Could quantum mechanics save the soul? In the light of 20th century physics, is free will plausible?

Such as been the hope of some philosophers, scientists (and pretenders to those titles) – but neuroscientist Peter Clarke argues that it’s just not happening, in an interesting new paper: Neuroscience, quantum indeterminism and the Cartesian soul

Clarke first outlines the dualism of Rene Descartes, who famously believed in an immaterial human soul separate from the brain, and responsible for rational thought. But this implied that an immaterial soul could break the laws of physics, and affect some physical processes in the brain, in order to control our actions. Even in the 17th century, this was regarded as a bit much:

Princess Elizabeth of Bohemia (oldest daughter of King James VI), wrote: “…it would be easier for me to concede matter and extension to the soul, than to concede the capacity to move a body and to be moved by it to an immaterial thing.”
But the 20th century gave new life to dualism. Quantum theory taught that physics is non-deterministic on the smallest scales; most famously, Heisenberg’s uncertainty principle states that we can’t know the exact properties of any particle for sure – only the probability of finding a certain kind of particle in a certain place.

Since then, a number of authors have argued that the soul interacts with the brain by altering the distribution of quantum states, in such a way that it alters brain function.

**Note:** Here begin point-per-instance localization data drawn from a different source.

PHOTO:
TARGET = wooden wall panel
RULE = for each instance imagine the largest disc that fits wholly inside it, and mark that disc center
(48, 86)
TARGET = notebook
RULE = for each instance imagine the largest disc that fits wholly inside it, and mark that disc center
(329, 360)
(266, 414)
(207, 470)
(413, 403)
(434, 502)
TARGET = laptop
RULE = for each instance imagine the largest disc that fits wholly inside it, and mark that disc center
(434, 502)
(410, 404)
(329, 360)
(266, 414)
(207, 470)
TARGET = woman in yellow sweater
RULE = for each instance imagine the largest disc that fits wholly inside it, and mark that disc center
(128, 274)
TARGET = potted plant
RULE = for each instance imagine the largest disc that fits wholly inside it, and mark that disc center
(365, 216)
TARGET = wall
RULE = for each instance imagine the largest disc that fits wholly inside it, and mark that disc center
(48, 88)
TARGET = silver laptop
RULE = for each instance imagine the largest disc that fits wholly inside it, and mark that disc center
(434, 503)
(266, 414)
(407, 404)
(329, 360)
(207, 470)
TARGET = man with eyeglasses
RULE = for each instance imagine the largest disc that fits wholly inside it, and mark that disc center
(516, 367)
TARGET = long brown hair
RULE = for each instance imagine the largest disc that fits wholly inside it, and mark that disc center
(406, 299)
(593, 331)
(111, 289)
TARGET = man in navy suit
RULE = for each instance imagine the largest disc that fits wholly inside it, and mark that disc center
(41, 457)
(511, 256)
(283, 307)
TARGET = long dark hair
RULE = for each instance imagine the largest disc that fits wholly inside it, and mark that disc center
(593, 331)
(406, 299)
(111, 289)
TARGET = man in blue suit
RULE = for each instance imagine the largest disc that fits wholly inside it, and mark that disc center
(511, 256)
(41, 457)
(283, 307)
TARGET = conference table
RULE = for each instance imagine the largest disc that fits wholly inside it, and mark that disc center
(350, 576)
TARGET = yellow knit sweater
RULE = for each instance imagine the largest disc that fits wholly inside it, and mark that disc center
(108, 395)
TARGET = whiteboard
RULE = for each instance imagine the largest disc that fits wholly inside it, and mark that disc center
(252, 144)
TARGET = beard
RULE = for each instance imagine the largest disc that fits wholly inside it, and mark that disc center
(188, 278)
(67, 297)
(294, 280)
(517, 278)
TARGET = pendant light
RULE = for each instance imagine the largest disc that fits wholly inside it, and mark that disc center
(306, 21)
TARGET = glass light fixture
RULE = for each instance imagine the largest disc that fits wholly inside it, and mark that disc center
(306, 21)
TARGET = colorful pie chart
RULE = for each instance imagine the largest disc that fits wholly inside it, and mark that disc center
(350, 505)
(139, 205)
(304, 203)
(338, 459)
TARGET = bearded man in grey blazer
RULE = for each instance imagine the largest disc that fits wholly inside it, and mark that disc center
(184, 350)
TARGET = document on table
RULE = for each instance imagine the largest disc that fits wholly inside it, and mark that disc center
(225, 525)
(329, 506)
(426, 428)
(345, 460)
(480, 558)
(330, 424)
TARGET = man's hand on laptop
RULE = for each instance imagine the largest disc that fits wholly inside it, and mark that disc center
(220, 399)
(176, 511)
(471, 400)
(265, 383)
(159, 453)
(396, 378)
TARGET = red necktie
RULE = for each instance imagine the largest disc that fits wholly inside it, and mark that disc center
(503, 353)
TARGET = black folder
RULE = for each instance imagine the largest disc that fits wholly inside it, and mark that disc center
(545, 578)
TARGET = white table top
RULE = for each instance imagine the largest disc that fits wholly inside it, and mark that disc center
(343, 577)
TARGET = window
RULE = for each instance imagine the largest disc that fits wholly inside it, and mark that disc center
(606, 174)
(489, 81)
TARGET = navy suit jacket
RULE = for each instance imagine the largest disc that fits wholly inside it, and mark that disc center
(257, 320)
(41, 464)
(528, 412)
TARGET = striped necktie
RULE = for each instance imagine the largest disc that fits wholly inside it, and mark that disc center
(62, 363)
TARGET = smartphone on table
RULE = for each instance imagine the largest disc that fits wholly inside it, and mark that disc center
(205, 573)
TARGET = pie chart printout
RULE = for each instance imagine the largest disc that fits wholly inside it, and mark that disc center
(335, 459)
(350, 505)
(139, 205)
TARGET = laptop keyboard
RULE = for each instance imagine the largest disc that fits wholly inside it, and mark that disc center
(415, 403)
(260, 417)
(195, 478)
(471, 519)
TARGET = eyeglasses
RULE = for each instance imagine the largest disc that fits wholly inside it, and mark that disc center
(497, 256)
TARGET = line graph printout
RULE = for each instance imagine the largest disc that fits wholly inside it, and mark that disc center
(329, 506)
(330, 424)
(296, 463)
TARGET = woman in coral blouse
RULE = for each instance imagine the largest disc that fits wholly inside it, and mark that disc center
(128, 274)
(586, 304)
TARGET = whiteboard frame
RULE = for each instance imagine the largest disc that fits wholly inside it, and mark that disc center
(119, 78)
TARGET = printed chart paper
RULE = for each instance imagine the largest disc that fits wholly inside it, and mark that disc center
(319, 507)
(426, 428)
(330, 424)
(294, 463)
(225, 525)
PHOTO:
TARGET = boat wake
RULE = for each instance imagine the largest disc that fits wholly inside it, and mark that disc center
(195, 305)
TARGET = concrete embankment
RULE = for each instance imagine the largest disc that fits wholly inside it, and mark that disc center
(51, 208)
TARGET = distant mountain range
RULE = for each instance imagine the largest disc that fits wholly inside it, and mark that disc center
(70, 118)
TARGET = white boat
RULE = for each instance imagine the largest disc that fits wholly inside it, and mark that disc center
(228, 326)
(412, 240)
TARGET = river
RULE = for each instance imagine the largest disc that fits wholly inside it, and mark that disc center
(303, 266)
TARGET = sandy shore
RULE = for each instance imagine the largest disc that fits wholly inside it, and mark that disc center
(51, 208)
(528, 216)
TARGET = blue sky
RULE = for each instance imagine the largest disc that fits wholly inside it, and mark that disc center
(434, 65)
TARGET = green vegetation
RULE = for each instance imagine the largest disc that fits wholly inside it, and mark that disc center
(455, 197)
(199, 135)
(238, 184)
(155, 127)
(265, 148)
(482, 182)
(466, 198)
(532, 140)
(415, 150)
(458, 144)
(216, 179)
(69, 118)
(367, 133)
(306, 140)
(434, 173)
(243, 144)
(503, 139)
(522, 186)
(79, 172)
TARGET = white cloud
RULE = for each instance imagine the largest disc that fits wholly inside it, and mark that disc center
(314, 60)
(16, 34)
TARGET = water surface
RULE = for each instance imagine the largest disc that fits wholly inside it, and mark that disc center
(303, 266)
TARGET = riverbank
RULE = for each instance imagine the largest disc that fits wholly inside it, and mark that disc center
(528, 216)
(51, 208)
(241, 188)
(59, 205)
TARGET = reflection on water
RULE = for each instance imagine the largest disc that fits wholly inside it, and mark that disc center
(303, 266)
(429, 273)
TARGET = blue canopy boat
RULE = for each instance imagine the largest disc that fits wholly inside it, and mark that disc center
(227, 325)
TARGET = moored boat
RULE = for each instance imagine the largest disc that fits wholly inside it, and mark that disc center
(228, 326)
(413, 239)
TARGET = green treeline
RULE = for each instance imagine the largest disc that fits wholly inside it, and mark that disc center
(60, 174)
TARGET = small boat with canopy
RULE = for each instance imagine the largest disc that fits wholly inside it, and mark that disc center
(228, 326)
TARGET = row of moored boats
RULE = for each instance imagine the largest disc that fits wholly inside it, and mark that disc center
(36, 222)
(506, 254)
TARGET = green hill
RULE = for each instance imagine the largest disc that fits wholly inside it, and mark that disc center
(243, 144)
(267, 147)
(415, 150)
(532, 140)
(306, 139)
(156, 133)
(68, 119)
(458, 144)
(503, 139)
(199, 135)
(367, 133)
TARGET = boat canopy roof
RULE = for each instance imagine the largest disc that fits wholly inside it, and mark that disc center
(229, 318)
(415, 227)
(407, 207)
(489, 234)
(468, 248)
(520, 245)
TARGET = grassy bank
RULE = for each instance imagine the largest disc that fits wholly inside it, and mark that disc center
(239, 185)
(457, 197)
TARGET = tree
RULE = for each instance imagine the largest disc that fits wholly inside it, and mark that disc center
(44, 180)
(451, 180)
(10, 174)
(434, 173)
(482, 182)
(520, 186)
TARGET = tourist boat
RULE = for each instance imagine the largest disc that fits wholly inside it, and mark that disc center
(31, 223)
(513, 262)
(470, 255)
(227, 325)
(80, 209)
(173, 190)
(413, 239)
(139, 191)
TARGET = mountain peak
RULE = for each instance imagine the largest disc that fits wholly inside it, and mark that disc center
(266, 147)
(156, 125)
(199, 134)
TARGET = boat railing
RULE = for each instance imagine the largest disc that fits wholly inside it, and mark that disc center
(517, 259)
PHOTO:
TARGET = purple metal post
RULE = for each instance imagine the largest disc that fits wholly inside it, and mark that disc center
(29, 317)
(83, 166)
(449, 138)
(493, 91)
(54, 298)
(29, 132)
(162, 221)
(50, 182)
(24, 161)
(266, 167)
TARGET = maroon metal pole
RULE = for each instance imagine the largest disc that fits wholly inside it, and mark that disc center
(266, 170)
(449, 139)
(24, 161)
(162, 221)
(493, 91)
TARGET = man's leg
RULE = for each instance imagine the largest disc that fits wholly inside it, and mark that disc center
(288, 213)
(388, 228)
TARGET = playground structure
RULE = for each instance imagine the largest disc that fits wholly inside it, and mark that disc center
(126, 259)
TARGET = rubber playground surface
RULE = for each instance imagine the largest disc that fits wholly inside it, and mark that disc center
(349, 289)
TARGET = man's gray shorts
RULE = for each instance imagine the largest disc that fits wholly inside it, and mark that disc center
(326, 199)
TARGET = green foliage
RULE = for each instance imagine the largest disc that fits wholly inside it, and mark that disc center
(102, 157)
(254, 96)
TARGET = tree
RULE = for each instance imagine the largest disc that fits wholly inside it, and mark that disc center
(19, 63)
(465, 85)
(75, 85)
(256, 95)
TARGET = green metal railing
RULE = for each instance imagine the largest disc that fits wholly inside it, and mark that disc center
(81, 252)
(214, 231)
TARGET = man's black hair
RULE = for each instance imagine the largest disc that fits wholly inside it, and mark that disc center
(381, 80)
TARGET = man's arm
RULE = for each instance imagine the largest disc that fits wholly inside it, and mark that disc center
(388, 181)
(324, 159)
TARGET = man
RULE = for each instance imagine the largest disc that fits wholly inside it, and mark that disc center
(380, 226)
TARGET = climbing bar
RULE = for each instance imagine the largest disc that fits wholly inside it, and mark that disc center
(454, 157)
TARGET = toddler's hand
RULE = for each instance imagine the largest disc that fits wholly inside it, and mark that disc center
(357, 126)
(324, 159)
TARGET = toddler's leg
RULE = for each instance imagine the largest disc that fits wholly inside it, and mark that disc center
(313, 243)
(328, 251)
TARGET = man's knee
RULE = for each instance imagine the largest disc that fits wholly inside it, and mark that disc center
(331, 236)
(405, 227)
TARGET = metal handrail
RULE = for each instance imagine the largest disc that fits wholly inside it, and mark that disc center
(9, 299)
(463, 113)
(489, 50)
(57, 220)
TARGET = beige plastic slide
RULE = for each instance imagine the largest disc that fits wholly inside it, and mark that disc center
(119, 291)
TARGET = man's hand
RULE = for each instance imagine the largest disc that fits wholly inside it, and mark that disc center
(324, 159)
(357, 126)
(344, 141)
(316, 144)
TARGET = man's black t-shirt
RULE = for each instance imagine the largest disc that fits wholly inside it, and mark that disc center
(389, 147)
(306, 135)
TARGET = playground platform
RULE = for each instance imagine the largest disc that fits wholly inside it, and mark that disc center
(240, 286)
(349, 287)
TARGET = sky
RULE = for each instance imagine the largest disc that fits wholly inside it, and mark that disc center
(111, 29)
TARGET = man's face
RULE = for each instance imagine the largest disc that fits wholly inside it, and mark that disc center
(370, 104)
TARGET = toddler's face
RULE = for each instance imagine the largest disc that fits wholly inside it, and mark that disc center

Arguably, this would not be ‘breaking the laws of physics’ in an objectionable Cartesian way. Because, thanks to Heisenberg, there was always a chance that the system would have ended up the desired way all along.

But Clarke pours cold water on this hope:

We consider whether a fluctuation within the limits of Heisenbergian uncertainty could affect the presynaptic calcium concentration by permitting a chemical bond to be modified in an ion channel, as has been proposed…

Tinkering with presynaptic calcium channels is one of the main proposals for how souls could alter neuronal firing. However,

… even with the conservative value of a time uncertainty of 10 milliseconds, Heisenberg’s equation gives an energy uncertainty of approximately 5.2 x 10^-30 J, which is about 200,000 times too small to disrupt even a single Van der Waals interaction, the weakest kind of chemical bond…